I'll have to start thinking about a new sig now I've got a few pics


----------



## MuffinsMommy (Nov 29, 2013)

Awwwww, what a cutie!!! Love the name too. I have a "Muffin" (love those food names).


----------



## BabyPanda (Aug 26, 2013)

how cute


----------



## Annie (Nov 20, 2009)

She is CUUUUUUTE!!!!!


----------



## allons_ykaylee (Nov 12, 2013)

She's so precious! Congratulations!


----------



## Janalee (Jul 25, 2012)

*waffle*

What a cute little baby! Best wishes to both of you!


----------



## CaliTiels (Oct 18, 2012)

Eeeeee! She's so cute!!! Stubby crests are my weakness


----------



## stevechurch2222 (Sep 25, 2011)

She is gorgeous congratulations on your new addition Waffles is a wonderful name.


----------



## dianne (Nov 27, 2013)

She's very cute!


----------



## ollieandme (Mar 25, 2013)

Waffle's adorable! i love the name


----------



## Vickitiel (Oct 10, 2012)

Awwww Waffle is SO precious!!


----------



## bassamgaillany (Nov 16, 2012)

OMG ! Really stunning girl  
________________


----------



## nassrah (Feb 27, 2012)

She is adorable ! love the name too.X x


----------



## blueybluesky (Jul 9, 2013)

Love the name  she is so cute


----------



## Mezza (Feb 19, 2013)

Love the hairdo Waffle!!  SO SO CUTE!


----------



## Lulu-Tiel (Jun 3, 2012)

She's precious! I love her name. Are you able to remove the grate from the bottom of her cage? Most people including vets will agree that they're actually dangerous and unnecessary. If you take it out it would help her quite a bit and it would be more comfortable for her. The first thing I do with any new cage is remove them. 
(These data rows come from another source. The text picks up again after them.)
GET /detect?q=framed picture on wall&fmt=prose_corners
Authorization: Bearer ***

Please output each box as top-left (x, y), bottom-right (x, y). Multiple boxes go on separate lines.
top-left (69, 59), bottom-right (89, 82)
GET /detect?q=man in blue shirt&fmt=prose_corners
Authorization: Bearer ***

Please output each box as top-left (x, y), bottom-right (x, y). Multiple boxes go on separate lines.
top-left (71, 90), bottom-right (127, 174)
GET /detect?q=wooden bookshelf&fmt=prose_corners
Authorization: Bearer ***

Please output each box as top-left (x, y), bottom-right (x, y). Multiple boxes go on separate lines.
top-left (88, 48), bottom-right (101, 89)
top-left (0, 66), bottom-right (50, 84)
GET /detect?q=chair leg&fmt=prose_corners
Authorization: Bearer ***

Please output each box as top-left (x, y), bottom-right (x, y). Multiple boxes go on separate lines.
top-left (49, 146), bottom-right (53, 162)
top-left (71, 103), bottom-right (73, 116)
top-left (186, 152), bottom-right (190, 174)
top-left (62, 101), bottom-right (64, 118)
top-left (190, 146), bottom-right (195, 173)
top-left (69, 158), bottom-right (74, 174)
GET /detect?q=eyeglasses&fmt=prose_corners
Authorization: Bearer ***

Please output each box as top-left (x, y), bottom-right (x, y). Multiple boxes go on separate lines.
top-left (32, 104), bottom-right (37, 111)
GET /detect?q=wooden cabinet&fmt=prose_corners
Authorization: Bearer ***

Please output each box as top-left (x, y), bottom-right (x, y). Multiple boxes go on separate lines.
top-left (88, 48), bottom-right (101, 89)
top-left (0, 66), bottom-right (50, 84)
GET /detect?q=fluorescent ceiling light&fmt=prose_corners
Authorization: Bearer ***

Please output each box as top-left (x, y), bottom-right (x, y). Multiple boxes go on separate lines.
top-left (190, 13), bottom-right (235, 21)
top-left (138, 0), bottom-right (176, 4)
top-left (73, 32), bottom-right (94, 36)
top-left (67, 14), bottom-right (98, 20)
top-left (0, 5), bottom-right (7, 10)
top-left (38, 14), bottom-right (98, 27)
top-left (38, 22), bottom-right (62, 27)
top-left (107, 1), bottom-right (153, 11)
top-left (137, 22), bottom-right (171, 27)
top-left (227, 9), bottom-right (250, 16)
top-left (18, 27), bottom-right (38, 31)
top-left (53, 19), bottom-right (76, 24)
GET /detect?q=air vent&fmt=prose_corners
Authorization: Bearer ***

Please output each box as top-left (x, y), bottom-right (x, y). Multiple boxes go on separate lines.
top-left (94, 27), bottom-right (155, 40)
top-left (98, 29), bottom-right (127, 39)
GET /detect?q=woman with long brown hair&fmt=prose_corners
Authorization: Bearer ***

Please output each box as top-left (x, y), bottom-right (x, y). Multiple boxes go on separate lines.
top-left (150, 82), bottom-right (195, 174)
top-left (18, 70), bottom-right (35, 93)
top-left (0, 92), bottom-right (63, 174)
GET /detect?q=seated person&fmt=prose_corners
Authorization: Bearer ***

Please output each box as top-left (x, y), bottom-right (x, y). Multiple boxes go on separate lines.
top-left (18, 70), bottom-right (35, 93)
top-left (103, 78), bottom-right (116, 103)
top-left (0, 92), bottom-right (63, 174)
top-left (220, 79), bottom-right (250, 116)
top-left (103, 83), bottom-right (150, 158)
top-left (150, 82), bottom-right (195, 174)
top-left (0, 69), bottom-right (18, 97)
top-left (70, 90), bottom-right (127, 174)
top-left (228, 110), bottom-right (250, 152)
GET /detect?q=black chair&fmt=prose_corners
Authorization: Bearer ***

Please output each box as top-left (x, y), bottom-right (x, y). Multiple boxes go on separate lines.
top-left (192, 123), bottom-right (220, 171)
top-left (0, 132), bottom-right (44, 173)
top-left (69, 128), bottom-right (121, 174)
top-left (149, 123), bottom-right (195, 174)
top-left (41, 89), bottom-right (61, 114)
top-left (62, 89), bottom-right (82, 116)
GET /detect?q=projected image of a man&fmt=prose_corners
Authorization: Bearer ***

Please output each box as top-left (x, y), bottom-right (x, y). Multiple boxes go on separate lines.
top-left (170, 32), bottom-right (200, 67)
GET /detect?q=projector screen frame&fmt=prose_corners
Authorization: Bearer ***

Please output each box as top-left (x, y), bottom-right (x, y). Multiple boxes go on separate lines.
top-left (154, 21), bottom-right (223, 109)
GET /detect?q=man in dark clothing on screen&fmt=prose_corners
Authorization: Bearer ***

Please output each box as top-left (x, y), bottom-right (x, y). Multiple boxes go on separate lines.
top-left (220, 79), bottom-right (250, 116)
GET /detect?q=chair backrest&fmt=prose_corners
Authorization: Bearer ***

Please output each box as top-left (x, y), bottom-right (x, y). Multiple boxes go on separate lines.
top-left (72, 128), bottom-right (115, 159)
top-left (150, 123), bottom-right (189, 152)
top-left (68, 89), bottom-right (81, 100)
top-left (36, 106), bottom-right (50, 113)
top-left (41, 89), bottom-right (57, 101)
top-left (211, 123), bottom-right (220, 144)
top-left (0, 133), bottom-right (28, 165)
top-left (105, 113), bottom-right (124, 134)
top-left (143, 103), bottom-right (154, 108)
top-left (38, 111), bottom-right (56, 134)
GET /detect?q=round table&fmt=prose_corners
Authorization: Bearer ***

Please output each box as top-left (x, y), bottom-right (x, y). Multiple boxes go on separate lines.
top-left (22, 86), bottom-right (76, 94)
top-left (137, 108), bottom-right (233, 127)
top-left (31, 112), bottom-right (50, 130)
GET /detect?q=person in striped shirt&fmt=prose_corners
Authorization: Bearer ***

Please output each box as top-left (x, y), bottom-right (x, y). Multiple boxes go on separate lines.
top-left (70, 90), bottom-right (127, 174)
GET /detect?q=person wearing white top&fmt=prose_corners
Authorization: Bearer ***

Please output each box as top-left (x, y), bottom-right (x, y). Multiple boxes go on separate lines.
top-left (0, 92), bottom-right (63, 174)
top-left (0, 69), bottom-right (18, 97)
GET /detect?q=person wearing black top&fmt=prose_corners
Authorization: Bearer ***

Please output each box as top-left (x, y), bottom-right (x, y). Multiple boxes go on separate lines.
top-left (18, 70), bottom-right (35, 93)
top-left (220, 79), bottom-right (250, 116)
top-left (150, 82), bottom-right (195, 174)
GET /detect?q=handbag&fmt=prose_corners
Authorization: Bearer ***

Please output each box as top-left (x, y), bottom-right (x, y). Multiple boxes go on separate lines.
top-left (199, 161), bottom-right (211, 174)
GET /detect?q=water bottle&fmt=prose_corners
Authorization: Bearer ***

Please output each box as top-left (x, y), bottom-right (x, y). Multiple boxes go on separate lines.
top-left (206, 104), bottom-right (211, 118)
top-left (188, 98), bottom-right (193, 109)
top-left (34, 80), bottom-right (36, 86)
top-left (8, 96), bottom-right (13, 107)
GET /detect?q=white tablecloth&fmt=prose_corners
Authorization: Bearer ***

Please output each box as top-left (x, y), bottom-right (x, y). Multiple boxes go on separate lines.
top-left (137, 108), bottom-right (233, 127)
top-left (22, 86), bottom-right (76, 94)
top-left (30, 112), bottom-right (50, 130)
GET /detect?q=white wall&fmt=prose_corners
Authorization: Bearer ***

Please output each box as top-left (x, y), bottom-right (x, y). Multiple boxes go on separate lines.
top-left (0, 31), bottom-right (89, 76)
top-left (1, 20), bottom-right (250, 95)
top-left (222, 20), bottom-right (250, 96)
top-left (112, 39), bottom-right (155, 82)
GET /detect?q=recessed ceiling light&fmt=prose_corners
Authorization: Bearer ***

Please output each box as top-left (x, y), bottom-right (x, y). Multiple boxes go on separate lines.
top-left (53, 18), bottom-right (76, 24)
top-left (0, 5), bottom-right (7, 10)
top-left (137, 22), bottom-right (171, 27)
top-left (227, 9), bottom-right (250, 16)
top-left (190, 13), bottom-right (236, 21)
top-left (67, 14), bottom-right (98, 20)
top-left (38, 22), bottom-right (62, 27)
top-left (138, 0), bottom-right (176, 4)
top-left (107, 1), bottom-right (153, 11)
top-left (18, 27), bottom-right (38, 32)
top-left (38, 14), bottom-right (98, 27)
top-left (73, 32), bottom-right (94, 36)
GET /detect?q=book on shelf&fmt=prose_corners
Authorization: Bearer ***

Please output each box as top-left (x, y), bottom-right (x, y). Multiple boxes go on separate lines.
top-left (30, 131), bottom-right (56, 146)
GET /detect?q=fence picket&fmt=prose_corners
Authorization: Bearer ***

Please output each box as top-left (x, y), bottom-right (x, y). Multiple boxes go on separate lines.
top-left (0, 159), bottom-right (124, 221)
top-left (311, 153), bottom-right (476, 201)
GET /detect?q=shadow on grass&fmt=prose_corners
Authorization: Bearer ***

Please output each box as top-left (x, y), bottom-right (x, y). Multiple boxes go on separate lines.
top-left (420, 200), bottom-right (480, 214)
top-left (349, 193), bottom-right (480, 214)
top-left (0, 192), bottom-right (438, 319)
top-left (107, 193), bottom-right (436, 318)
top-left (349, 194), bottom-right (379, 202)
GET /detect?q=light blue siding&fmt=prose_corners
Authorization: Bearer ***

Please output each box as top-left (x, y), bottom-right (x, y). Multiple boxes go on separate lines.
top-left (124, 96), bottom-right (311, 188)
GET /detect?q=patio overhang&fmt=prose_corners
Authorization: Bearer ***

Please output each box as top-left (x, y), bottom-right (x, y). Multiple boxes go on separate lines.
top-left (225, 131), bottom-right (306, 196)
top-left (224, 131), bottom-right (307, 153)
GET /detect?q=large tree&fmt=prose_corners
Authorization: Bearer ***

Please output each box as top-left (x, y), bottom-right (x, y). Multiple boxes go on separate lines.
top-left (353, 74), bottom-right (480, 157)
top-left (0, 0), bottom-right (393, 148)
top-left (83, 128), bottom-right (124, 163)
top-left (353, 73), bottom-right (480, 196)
I don't know my colours/mutations. What is she? She's cute with her itty bitty crest!


----------



## Donna63 (Dec 9, 2013)

She's adorable. I love the name too, it suits her.


----------



## ~SarahJayne~ (Oct 14, 2012)

Lulu-Tiel said:


> She's precious! I love her name. Are you able to remove the grate from the bottom of her cage? Most people including vets will agree that they're actually dangerous and unnecessary. If you take it out it would help her quite a bit and it would be more comfortable for her. The first thing I do with any new cage is remove them.
> 
> I don't know my colours/mutations. What is she? She's cute with her itty bitty crest!


Good idea, I'll have a look. I think this one is fixed, but I can always lay some thing on top of it until she moves into the big cage with the other girls. She's getting better at moving around every day, clever girl.

She's a pearl


----------



## BirdCrazyJill (Apr 23, 2013)

she is soooooooo adorable!!! I love her color pattern


----------